IMG_Sep222020at32432PM[1].jpg Sundry Photography-stock.adobe.com
The Dublin-based company said TYRX is intended to securely hold a percutaneous driveline in patients.

Medtronic is keeping the product fires warm with a new breakthrough device designation aimed at enhancing ventricular assist devices (VAD). The Dublin-based company said on Tuesday FDA had granted it the destination for the TYRX Absorbable Antibacterial Driveline Wrap.

TYRX is intended to securely hold a percutaneous driveline in patients. A vital component of VAD systems, the driveline connects the implanted heart pump to an external controller that is powered by an AC or DC adapter, or external batteries. Because the driveline extends outside the body, it is susceptible to infection. 

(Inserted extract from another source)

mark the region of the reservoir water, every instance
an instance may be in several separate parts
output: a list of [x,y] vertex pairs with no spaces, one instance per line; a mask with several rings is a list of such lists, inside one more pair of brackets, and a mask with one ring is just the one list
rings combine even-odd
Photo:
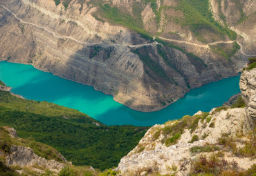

To help reduce driveline complications, the TYRX can be used It is fully absorbed by the body approximately nine weeks after implantation,  and stabilizes a cardiac implantable electronic device such as a pacemaker or implantable defibrillator, or an implanted neurostimulator.

Medtronic’s most famous device in the VAD market is its HVAD system. The company inherited the technology when it acquired HeartWare in 2016 for $1.1 billion. A little more than two years ago, Medtronic gained a nod for a less invasive implantable approach of the HVAD system.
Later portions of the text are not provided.